BNG Blaster reports measurable packet loss:
- 0.125% on the network-side stream direction.
- 0.745% on the access-side stream direction.
BNG Blaster also reports 43 flapped sessions. This run should therefore be treated as an overload test, not as a lossless performance point.
Conclusion
With 40,000 PPPoE subscribers forwarded through L2TP, this lab reached a stable near-lossless point at 4 Mpps total bidirectional stream traffic. At that rate, both the LAC and LNS maintained 40,000 sessions on one L2TP tunnel and packet loss stayed effectively zero.
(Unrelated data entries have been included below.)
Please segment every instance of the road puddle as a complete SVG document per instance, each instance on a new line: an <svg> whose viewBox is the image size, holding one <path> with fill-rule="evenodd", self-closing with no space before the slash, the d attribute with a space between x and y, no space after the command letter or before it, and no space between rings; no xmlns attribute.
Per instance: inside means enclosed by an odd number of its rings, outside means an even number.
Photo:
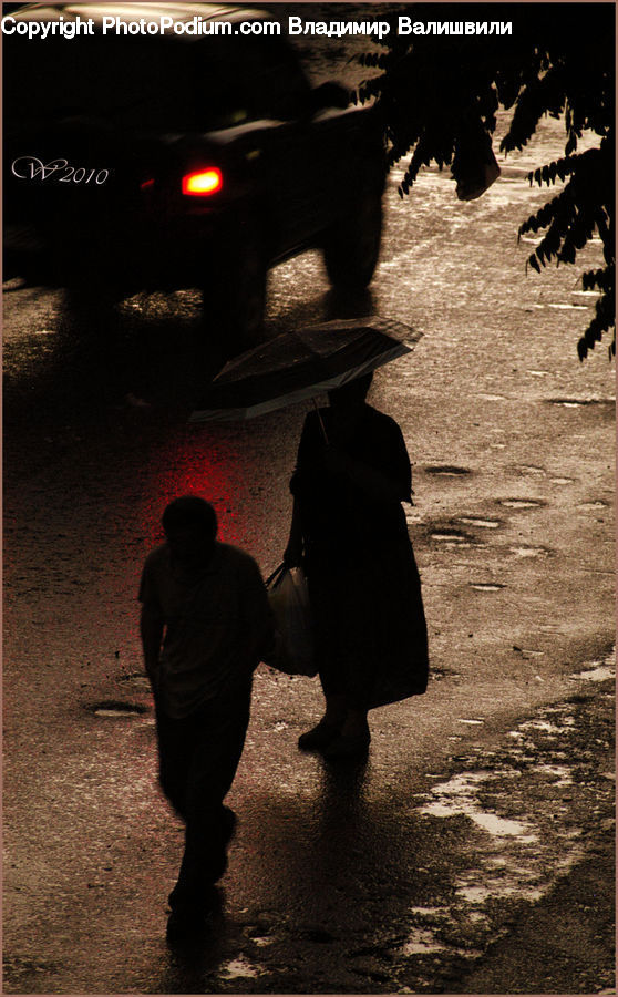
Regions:
<svg viewBox="0 0 618 997"><path fill-rule="evenodd" d="M495 897L517 896L523 898L525 895L526 900L535 901L543 896L540 890L529 888L524 894L518 883L508 884L502 880L490 882L485 886L460 886L456 894L468 904L484 904Z"/></svg>
<svg viewBox="0 0 618 997"><path fill-rule="evenodd" d="M476 592L502 592L506 585L502 585L499 582L471 582L470 587L475 588Z"/></svg>
<svg viewBox="0 0 618 997"><path fill-rule="evenodd" d="M436 531L435 533L430 534L430 536L432 541L435 541L439 544L445 544L452 547L472 547L470 538L463 533L457 533L455 530Z"/></svg>
<svg viewBox="0 0 618 997"><path fill-rule="evenodd" d="M147 712L147 708L135 702L119 702L116 700L105 700L104 702L95 702L87 706L86 710L94 713L95 717L110 718L135 718L142 717Z"/></svg>
<svg viewBox="0 0 618 997"><path fill-rule="evenodd" d="M536 498L501 498L499 504L506 508L538 508L542 505Z"/></svg>
<svg viewBox="0 0 618 997"><path fill-rule="evenodd" d="M460 474L471 474L467 467L455 467L452 464L443 464L433 467L425 467L426 474L441 474L445 477L457 477Z"/></svg>
<svg viewBox="0 0 618 997"><path fill-rule="evenodd" d="M255 979L265 972L264 966L256 966L248 959L238 958L226 963L217 976L219 979Z"/></svg>
<svg viewBox="0 0 618 997"><path fill-rule="evenodd" d="M614 405L614 398L547 398L545 399L549 405L563 405L565 409L580 409L586 405Z"/></svg>
<svg viewBox="0 0 618 997"><path fill-rule="evenodd" d="M616 668L611 665L597 665L596 668L591 668L586 671L578 671L573 678L584 679L587 682L605 682L608 679L616 678Z"/></svg>
<svg viewBox="0 0 618 997"><path fill-rule="evenodd" d="M470 723L471 721L461 722ZM473 720L472 722L480 723L482 721ZM493 774L490 771L462 772L454 775L449 782L434 785L431 795L436 799L421 806L420 813L439 818L464 815L483 831L487 831L488 834L496 837L517 837L523 844L536 841L536 835L529 832L527 824L501 818L496 813L481 808L477 801L478 788Z"/></svg>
Since the LAC and LNS were both running on ger1beast, this 4 Mpps
end-to-end result corresponds to approximately 8 Mpps of ingress packet
processing and 8 Mpps of egress packet processing across the host. Each
BisonRouter instance used only 6 forwarding cores, so the result should be read
as a lower-bound capacity result for this split-instance lab, not as a
full-machine ceiling.
The maximum-load run at 8 Mpps demonstrated that the same topology can forward substantially more traffic, but it crosses into overload. Packet loss becomes visible, missed counters rise on both BisonRouter instances, and session flaps appear. In terms of host workload, this run corresponds to approximately 16 Mpps ingress and 16 Mpps egress across the two BisonRouter instances.
For this hardware and configuration, the practical clean result is the 4 Mpps run. The 8 Mpps run is useful as a stress boundary and shows where the lab starts to drop packets.